Policy exists in the following locations:

Location	Contains
system/sepolicy/public	The platform's sepolicy API
system/sepolicy/private	Platform implementation details (vendors can ignore)
system/sepolicy/vendor	Policy and context files that vendors can use (vendors can ignore if desired)
BOARD_SEPOLICY_DIRS	Vendor sepolicy
BOARD_ODM_SEPOLICY_DIRS (Android 9 and higher)	Odm sepolicy
SYSTEM_EXT_PUBLIC_SEPOLICY_DIRS (Android 11 and higher)	System_ext's sepolicy API
SYSTEM_EXT_PRIVATE_SEPOLICY_DIRS (Android 11 and higher)	System_ext implementation details (vendors can ignore)
PRODUCT_PUBLIC_SEPOLICY_DIRS (Android 11 and higher)	Product's sepolicy API
PRODUCT_PRIVATE_SEPOLICY_DIRS (Android 11 and higher)	Product implementation details (vendors can ignore)

The build system takes this policy and produces system, system_ext, product, vendor, and odm policy components on the corresponding partition. Steps include:

1. Converting policies to the SELinux Common Intermediate Language (CIL) format, specifically:
   1. public platform policy (system + system_ext + product)
   2. combined private + public policy
   3. public + vendor and BOARD_SEPOLICY_DIRS policy
2. Versioning the policy provided by public as part of the vendor policy. Done by using the produced public CIL policy to inform the combined public + vendor + BOARD_SEPOLICY_DIRS policy as to which parts must be turned into attributes that will be linked to the platform policy.
3. Creating a mapping file linking the platform and vendor parts. Initially, this just links the types from the public policy with the corresponding attributes in the vendor policy; later it will also provide the basis for the file maintained in future platform versions, enabling compatibility with vendor policy targeting this platform version.
4. Combining policy files (describe both on-device and precompiled solutions).
   1. Combine mapping, platform and vendor policy.
   2. Compile output binary policy file.

Precompiled SELinux policy

Before init turns on SELinux, init gathers all CIL files from partitions (system, system_ext, product, vendor and odm) and compiles them into binary policy, the format which can be loaded to kernel.
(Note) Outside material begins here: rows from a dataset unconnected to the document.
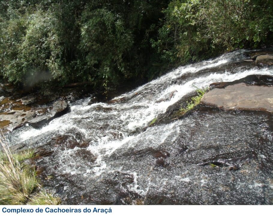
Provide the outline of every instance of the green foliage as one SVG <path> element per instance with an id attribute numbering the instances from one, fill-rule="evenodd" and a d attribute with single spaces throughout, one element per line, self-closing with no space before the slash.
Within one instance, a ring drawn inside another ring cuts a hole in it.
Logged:
<path id="1" fill-rule="evenodd" d="M 106 91 L 126 79 L 152 77 L 149 40 L 168 3 L 1 2 L 1 75 L 25 85 L 88 81 Z"/>
<path id="2" fill-rule="evenodd" d="M 201 99 L 203 97 L 203 96 L 206 93 L 206 92 L 208 89 L 208 87 L 207 87 L 205 89 L 201 89 L 196 87 L 195 86 L 193 85 L 195 87 L 196 89 L 196 93 L 198 95 L 197 96 L 195 97 L 193 97 L 191 98 L 191 101 L 190 102 L 187 102 L 187 105 L 185 108 L 181 107 L 179 110 L 180 111 L 180 114 L 184 114 L 185 113 L 188 111 L 191 110 L 195 107 L 196 106 L 199 104 L 200 103 L 200 101 Z"/>
<path id="3" fill-rule="evenodd" d="M 106 91 L 170 67 L 273 41 L 271 0 L 0 1 L 0 75 Z"/>
<path id="4" fill-rule="evenodd" d="M 152 124 L 154 123 L 157 121 L 157 118 L 155 118 L 153 120 L 152 120 L 152 121 L 149 124 L 149 126 L 152 125 Z"/>
<path id="5" fill-rule="evenodd" d="M 272 43 L 271 0 L 174 0 L 152 46 L 169 63 Z"/>
<path id="6" fill-rule="evenodd" d="M 34 150 L 28 149 L 19 153 L 13 154 L 12 156 L 16 161 L 20 162 L 35 157 L 34 153 Z M 6 154 L 3 152 L 0 152 L 0 161 L 7 162 L 8 160 Z"/>
<path id="7" fill-rule="evenodd" d="M 12 154 L 1 136 L 0 154 L 0 204 L 58 205 L 60 199 L 46 192 L 36 178 L 35 170 L 20 162 L 32 157 L 33 151 Z M 33 194 L 38 192 L 35 196 Z"/>

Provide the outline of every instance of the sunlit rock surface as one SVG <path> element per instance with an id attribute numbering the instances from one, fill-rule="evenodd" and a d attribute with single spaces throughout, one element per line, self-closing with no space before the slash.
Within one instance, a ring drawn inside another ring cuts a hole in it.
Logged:
<path id="1" fill-rule="evenodd" d="M 204 95 L 201 103 L 226 110 L 273 111 L 273 86 L 238 83 L 214 88 Z"/>

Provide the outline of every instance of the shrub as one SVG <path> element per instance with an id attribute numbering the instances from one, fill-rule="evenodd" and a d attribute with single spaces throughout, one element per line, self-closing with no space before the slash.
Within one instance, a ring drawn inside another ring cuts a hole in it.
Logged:
<path id="1" fill-rule="evenodd" d="M 24 157 L 22 154 L 12 154 L 2 138 L 1 136 L 0 139 L 3 151 L 0 157 L 0 204 L 60 203 L 59 198 L 45 192 L 36 178 L 35 170 L 20 162 L 26 159 L 27 155 L 32 157 L 33 153 L 25 154 Z M 33 196 L 33 193 L 36 191 L 38 193 Z"/>

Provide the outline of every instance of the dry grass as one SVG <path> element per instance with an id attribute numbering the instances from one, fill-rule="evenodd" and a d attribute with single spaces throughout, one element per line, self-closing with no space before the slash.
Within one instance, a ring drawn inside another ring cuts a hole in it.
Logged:
<path id="1" fill-rule="evenodd" d="M 34 152 L 28 152 L 24 154 L 12 154 L 4 138 L 2 135 L 0 143 L 2 148 L 0 157 L 0 204 L 24 205 L 29 203 L 57 205 L 60 203 L 59 198 L 53 196 L 43 188 L 36 178 L 35 171 L 20 162 L 27 157 L 33 156 Z M 32 196 L 32 194 L 34 191 L 38 193 L 36 196 Z"/>

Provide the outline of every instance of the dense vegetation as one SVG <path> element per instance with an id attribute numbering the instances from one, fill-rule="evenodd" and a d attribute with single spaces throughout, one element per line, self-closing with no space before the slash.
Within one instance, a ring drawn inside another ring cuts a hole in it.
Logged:
<path id="1" fill-rule="evenodd" d="M 130 79 L 272 44 L 271 0 L 0 2 L 0 74 L 10 82 Z"/>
As the compilation takes time (usually 1-2 seconds), the CIL files are pre-compiled at build time and placed at either /vendor/etc/selinux/precompiled_sepolicy or /odm/etc/selinux/precompiled_sepolicy, along with the sha256 hashes of the input CIL files. At runtime, init checks if any of the policy file has been updated by comparing the hashes. If nothing has changed, init loads the precompiled policy. If not, init compiles on the fly and uses it instead of the precompiled one.

More specifically, precompiled policy is used if all of the following conditions are met. Here, {partition} represents the partition where the precompiled policy exists: either vendor or odm.

• Both /system/etc/selinux/plat_sepolicy_and_mapping.sha256 and /{partition}/etc/selinux/precompiled_sepolicy.plat_sepolicy_and_mapping.sha256 exist and are identical.
• Both /system_ext/etc/selinux/system_ext_sepolicy_and_mapping.sha256 and /{partition}/etc/selinux/precompiled_sepolicy.system_ext_sepolicy_and_mapping.sha256 don't exist. Or both exist and are identical.
• Both /product/etc/selinux/product_sepolicy_and_mapping.sha256 and /{partition}/etc/selinux/precompiled_sepolicy.product_sepolicy_and_mapping.sha256 don't exist. Or both exist and are identical.

If any of them differ, init falls back to the on-device compilation path. See system/core/init/selinux.cpp for more details.